I led the senator and his man on a merry chase of question and answer for maybe another half hour. Their stories stayed consistent, and they didn’t add extraneous details. I was beginning to hate Mantega, but I was no closer to any lies than I had been at the beginning.
Finally, exhaustion hit me like a lead weight, and I blinked hard. “I’m going to step out for a minute. Bellury here will make sure you have what you need—another cup of coffee, perhaps—and I’m going to verify your story.”
I went to get a cigarette on the smoking porch.
* * *
I was on my second cigarette. The door opened and closed. I assumed it was Bellury, since it was his job to follow me around like a misbehaving child. Cherabino was on the other side of my brain and still blocking me hard, and that was making me feel even more blind.
“I don’t get it,” I told Bellury, as I watched the sun make its way down to the top of the buildings across the scorched courtyard. The department didn’t have the money for bioengineered grass or water past the drought allotment, and it had been a hot dry summer. What few clumps of grass that had survived clung in stubborn mounds to the red earth, a bright green from all the recent rain. “I really don’t understand. I mean, if he paid him, why kill him? It doesn’t make sense.”
“I agree.” Cherabino’s voice came from behind me.
I turned, startled. My heart was beating way too fast. This lack of telepathy thing was not working out for me—it was making me blind and deaf and dumb, making as many assumptions as the normals.
I put the cigarette out, suddenly, oddly, hopeful. “Um, hi.”
“Hi,” she said. Her body language was folded in on herself and she wouldn’t meet my eyes.
“What’s going on?” I asked, wary.
“I’ve been reassigned.”
“What? Where are you going?” Visions of her moving—to South DeKalb, out of state—danced through my head.
Maybe she saw it through the Link. She looked up, too quick. “No, nothing like that. It’s just—Bransen has reassigned me, okay? He says I have too many other cases right now to deal with the Raymond Datini case, so I can’t work on it anymore.
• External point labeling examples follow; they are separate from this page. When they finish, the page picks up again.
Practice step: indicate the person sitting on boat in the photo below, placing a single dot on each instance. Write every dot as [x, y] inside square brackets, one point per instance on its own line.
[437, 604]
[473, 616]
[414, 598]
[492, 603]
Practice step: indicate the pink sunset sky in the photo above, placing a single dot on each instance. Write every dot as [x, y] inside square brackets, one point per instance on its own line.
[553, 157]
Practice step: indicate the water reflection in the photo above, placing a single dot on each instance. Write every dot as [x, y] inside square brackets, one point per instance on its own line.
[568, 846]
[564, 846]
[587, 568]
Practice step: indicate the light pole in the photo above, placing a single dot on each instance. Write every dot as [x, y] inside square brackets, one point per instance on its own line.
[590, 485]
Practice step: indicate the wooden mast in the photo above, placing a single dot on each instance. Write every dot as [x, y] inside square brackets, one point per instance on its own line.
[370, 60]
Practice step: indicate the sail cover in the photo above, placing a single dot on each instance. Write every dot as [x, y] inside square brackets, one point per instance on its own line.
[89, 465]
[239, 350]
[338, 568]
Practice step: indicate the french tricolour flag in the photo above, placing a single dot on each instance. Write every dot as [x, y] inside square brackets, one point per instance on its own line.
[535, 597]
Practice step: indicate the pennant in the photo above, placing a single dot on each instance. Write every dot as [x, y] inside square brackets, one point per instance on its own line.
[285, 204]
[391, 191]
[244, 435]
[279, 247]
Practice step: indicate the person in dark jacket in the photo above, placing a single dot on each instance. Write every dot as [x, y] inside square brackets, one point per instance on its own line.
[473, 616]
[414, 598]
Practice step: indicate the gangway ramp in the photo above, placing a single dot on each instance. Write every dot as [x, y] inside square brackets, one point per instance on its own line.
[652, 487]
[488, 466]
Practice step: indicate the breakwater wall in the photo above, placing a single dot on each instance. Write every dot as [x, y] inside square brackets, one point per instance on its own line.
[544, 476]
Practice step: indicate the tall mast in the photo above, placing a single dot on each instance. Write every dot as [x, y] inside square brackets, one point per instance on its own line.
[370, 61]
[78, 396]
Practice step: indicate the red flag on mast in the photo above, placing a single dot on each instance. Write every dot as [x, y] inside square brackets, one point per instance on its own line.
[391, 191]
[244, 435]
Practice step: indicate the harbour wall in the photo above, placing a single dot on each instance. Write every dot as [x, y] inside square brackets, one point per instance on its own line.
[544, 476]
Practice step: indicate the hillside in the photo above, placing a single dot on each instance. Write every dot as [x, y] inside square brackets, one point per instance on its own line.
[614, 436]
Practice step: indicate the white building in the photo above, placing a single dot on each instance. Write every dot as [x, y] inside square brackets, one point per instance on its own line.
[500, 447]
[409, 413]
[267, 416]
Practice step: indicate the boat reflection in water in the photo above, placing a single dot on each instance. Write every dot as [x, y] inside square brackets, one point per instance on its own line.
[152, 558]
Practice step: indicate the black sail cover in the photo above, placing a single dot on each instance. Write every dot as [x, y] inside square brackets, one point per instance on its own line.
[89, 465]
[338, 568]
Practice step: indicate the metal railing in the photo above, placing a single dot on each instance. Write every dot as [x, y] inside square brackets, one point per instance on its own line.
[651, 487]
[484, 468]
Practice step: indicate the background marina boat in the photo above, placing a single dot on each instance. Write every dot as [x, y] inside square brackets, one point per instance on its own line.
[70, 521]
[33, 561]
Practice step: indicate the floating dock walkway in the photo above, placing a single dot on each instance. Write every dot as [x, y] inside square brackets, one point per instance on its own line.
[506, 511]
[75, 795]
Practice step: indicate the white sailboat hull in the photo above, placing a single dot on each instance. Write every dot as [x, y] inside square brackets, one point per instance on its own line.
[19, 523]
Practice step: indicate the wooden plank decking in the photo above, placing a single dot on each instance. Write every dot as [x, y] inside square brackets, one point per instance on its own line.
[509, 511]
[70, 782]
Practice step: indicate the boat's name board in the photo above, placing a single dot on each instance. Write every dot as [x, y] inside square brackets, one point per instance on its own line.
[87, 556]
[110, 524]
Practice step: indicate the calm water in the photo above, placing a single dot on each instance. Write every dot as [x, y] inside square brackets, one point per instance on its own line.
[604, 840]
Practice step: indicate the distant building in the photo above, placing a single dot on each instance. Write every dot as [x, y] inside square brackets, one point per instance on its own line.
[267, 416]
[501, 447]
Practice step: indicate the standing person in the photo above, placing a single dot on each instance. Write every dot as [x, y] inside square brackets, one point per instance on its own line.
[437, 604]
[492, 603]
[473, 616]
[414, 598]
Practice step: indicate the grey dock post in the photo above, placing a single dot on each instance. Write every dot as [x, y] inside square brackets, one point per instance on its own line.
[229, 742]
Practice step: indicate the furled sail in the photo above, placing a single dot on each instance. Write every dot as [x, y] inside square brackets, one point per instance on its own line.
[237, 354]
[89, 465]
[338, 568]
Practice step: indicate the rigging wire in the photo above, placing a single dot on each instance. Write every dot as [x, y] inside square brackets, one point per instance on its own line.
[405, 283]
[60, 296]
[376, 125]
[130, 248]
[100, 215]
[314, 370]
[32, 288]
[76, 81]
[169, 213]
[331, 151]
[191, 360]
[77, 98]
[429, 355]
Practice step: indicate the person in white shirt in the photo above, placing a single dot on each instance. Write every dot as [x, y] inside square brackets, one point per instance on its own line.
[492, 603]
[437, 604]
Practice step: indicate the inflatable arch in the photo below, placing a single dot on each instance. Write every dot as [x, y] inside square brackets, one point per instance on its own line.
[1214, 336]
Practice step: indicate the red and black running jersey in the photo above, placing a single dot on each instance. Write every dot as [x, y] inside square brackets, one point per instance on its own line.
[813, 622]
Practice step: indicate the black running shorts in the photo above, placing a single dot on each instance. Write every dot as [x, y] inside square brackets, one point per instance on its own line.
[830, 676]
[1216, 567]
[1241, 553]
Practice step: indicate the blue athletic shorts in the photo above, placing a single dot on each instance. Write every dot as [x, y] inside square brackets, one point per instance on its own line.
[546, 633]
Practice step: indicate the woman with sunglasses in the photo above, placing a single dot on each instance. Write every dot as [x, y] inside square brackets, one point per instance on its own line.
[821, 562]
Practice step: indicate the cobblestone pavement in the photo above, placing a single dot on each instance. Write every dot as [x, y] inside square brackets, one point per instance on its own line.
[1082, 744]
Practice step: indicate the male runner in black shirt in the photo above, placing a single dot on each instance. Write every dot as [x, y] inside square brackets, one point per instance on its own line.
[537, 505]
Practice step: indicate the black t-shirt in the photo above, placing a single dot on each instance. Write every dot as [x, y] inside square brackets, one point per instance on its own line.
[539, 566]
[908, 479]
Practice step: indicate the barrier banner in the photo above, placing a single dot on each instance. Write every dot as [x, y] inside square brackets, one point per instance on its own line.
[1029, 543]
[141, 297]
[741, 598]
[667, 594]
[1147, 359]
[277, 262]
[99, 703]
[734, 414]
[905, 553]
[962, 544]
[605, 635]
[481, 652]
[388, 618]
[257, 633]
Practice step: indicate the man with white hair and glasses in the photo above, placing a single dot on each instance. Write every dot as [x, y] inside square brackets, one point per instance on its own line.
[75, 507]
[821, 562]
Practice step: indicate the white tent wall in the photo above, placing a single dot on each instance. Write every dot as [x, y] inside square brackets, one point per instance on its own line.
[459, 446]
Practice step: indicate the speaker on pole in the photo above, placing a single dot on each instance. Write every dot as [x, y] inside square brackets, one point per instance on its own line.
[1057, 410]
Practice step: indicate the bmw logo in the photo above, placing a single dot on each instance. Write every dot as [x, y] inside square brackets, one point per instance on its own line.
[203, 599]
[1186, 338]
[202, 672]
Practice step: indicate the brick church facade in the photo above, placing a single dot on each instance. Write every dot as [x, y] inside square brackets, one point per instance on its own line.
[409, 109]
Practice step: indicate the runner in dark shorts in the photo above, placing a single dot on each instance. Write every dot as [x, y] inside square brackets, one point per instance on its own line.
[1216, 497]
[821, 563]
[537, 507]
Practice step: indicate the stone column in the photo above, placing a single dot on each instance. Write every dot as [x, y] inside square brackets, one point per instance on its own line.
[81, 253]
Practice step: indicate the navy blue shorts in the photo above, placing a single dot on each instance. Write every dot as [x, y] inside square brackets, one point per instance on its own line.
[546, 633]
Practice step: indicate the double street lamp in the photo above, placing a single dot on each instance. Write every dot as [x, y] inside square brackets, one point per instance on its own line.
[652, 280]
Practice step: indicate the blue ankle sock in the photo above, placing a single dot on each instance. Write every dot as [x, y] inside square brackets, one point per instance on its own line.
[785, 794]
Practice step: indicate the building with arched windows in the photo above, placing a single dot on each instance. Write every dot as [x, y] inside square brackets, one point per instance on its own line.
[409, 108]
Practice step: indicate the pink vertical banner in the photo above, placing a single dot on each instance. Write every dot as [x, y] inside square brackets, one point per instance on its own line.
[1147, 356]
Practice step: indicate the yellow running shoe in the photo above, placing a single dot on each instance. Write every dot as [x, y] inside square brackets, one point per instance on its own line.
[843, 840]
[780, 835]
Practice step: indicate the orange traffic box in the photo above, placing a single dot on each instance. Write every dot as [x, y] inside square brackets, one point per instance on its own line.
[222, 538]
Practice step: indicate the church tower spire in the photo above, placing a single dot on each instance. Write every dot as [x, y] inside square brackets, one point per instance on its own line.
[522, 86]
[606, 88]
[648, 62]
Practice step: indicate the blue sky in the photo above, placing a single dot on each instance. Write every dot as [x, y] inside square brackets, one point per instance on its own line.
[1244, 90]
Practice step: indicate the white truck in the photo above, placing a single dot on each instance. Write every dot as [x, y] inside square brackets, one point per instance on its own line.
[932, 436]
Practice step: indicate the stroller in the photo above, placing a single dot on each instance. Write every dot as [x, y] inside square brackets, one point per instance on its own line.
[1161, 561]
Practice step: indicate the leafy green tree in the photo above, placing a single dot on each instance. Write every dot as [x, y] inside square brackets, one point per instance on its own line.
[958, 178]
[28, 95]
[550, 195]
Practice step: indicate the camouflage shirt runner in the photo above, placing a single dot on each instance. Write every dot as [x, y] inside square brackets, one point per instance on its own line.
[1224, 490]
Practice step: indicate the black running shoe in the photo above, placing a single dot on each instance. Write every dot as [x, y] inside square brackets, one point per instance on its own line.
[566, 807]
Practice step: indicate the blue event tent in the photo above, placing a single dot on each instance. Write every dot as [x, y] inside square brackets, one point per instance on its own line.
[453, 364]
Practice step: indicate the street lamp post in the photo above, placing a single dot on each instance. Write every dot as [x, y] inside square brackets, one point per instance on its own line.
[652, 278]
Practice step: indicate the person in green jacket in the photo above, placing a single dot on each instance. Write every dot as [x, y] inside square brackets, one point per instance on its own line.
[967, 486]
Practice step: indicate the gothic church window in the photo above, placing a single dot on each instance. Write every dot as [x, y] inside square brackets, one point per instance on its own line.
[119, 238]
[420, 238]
You’re on your own. I’m sorry. Paulsen said you can use Bellury. He was very firm with me—it’s the way it is. I’m sorry.”
“I . . .”
“What?” She squirmed.
“I’m not a detective,” I finally settled for. My telepathy wasn’t even working. “Aren’t there legal implications?”
“They say not in this case. I’m sure you’ll figure this out.”
“Can I keep the senator here?” I asked. Her faith in me suddenly registered, too late, after the fact. Should I have said thank you?
She frowned. “Do you have enough to charge him yet?”
“Well, no.”
“Then turn him loose and get the evidence. Unless you really think you can sweat out a confession from him tonight.”
I took an internal stock; even this conversation was pushing the limits of my capabilities right now, and the world was starting to fade in and out again. I was pushing far too hard; I needed to sleep again, and soon.
“No,” I said. “No.”
“You’ll get the evidence later,” Cherabino said. “You will.” She squirmed again, vague guilt finally escaping over the Link. “Listen, my grandmother’s having a lunch this weekend, and she wants to meet you. It’s good food if you want to come along.”
I stared at her. She wanted me to actually meet her family? That had always been a firm no before. . . .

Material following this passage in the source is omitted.